If a company's constitutional documents (articles of association and shareholders agreement) do not sufficiently deal with what happens on the death of a director and/or shareholder, this can provide practical difficulties which may prevent the company from carrying on business as usual. Moreover, if the founder was a sole director and sole shareholder, this brings it's own complications about how the company can continue to be run immediately after death.

There are a number of questions you should be thinking about:

  • What happens if a sole or majority shareholder dies?

  • Does the personal estate planning you have undertaken to date align with the aims of the business? You may have left company shares in your Will to particular individuals but you should think about how this works with your company's articles of association and any shareholders agreement that you may have in place

  • Do the company's articles of association/or shareholders agreement contain pre-emption rights on the transfer of shares?

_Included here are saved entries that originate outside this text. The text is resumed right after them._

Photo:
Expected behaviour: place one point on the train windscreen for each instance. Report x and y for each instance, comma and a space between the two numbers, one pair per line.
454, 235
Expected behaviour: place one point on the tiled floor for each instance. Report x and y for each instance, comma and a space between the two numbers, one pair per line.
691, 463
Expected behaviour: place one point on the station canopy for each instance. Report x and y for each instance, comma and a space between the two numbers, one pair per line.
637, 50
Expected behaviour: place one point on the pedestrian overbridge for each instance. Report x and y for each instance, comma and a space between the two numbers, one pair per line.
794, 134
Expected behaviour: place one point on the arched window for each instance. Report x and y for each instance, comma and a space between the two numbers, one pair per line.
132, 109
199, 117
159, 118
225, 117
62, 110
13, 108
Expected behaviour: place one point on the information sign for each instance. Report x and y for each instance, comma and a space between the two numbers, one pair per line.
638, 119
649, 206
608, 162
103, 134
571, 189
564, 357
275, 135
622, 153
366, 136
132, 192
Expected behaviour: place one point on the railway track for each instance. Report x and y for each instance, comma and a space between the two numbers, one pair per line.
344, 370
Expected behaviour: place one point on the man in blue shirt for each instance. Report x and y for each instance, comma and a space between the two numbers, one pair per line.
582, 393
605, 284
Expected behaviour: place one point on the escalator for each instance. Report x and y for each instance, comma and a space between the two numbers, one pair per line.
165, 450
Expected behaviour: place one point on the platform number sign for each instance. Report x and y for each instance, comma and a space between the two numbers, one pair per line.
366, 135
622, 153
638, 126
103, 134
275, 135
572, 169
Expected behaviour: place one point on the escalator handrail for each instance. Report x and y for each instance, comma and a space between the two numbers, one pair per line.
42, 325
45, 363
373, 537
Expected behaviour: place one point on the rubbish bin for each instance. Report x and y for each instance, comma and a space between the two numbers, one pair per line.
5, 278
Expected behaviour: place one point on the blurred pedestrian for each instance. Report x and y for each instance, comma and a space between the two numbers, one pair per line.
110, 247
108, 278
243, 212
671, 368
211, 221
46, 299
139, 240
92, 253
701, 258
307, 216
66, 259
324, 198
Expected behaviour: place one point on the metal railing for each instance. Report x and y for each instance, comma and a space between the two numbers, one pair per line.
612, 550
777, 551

  • If you want your shares to be transferred to your business partner or a family member when you die, how will the transferee fund the purchase of your shares?

  • Do you have suitable life insurance in place (such as shareholder protection insurance) to facilitate the funding of the transfer of your shares on death?

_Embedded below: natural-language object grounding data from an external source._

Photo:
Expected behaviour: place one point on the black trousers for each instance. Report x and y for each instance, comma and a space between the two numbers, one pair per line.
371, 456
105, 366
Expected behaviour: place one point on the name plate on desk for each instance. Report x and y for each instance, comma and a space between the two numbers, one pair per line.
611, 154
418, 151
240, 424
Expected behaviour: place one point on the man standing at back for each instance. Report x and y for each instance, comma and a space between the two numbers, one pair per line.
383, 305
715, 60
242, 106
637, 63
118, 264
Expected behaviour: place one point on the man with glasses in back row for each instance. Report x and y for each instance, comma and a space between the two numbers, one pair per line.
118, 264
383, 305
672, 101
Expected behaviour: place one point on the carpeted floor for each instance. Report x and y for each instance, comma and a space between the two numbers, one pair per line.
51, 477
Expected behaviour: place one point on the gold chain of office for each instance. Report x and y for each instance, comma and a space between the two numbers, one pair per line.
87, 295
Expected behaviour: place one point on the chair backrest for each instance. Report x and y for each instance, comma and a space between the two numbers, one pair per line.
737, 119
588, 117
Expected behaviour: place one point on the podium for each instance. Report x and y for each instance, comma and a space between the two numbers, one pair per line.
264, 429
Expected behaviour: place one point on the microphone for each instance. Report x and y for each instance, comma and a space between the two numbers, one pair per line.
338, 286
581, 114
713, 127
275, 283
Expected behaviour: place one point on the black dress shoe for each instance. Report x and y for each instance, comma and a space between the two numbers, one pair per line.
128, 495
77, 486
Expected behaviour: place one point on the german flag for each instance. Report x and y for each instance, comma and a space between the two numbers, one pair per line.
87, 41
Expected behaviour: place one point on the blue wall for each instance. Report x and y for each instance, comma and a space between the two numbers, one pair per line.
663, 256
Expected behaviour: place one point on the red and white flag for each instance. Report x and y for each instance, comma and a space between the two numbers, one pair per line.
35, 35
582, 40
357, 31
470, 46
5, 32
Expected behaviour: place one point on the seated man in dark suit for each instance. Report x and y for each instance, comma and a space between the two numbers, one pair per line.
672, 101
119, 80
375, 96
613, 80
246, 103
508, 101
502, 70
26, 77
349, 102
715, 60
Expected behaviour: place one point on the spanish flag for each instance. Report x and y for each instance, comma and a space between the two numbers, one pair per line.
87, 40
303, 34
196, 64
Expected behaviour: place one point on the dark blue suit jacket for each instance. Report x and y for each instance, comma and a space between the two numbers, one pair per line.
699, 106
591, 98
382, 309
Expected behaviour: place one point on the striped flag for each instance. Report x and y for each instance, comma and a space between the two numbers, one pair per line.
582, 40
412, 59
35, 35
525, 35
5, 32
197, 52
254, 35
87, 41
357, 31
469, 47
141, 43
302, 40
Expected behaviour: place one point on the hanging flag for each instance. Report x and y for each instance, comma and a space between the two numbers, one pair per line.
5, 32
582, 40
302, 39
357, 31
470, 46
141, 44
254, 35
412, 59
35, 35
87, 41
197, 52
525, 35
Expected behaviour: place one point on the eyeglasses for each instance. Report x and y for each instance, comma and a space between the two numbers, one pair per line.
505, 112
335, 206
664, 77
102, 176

  • If you do have insurance, does this align with the relevant provisions in the company's articles of association?

Building blocks of Succession Planning

The best planning often starts with a comprehensive understanding of the financial landscape for any family and business. A clear understanding of the family dynamics, aspirations, priorities and medium and long-term goals is also needed.

  • A succession plan

Shareholders Agreement and articles for the company/business - It is imperative for business to have shareholder's agreement and articles which set out how the business is run. These documents make it much easier to move forward in an orderly manner. The agreements can set out the intention for the shares, any pre-emption rights and options to purchase the shares.

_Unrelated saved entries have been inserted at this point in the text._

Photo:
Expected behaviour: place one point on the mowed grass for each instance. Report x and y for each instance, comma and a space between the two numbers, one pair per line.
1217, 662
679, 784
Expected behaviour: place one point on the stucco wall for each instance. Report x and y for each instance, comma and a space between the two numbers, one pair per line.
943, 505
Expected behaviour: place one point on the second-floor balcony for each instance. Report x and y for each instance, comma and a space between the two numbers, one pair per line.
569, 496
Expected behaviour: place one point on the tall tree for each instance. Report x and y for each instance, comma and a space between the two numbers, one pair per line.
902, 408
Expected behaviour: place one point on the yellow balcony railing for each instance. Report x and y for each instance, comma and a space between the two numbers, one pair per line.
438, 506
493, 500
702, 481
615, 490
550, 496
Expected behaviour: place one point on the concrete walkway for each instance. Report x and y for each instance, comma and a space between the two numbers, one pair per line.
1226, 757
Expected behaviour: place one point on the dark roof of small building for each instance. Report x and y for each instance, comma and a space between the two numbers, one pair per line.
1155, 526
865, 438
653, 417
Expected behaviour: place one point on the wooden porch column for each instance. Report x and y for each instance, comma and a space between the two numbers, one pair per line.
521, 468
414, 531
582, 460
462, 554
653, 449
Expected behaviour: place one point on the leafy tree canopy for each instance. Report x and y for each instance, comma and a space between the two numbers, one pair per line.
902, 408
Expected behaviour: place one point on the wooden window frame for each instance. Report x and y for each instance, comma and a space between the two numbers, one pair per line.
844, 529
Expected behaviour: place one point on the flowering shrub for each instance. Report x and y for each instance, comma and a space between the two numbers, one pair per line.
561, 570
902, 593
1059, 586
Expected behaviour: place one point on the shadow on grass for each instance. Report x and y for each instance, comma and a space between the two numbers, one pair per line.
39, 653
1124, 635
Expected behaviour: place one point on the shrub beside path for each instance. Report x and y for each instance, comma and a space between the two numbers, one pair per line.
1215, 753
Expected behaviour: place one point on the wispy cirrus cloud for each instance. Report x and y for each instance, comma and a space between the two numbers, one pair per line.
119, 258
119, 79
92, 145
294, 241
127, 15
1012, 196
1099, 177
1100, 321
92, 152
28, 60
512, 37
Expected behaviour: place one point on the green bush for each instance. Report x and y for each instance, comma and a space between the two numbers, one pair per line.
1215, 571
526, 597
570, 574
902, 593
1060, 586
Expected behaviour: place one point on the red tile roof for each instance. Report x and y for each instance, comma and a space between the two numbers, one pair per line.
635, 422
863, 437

Separate to the shareholders agreement, you should consider a plan for how you anticipate the company to continue including leadership and management. This is focussing on the practical aspects of running the business including those more emotional decisions. The starting point is often dialogue within the family and creating expectations and formalising plans can avoid conflicts post death and any costly legal challenges. Transparent conversations and the right structures and documents in place ensure that family businesses and the families that run them will have clarity and certainty for the future.

  • Insurance

Founders can make their companies the beneficiaries of life insurance policies. Shareholder protection policies can allows shareholders to exercise an option for cash to be available to buy the shares in the business. Additionally, key person insurance can help replace lost revenue if a founder passes away. The business would pay the premium during the key person's life and then be eligible to collect a benefit after they die. This payment may be essential to continuing business operations.

  • Wills

Any business owner or shareholder should also ensure that they have an up to date Will which stipulates what should happen to their shares on death. They should check that the Will is consistent with the company's articles of association so there is no conflict or confusion. Business Property Relief trusts are a widely used estate planning tool to protect and preserve wealth and those should be considered when preparing the Will.

A founder's unexpected death will almost certainly have negative consequences for a company. However, if the business establishes a succession plan and takes other prudent steps, it can cushion the impact. The future of a family business hinges on effective succession planning. Once a plan is in place, it then needs to be reviewed regularly particularly at important life events.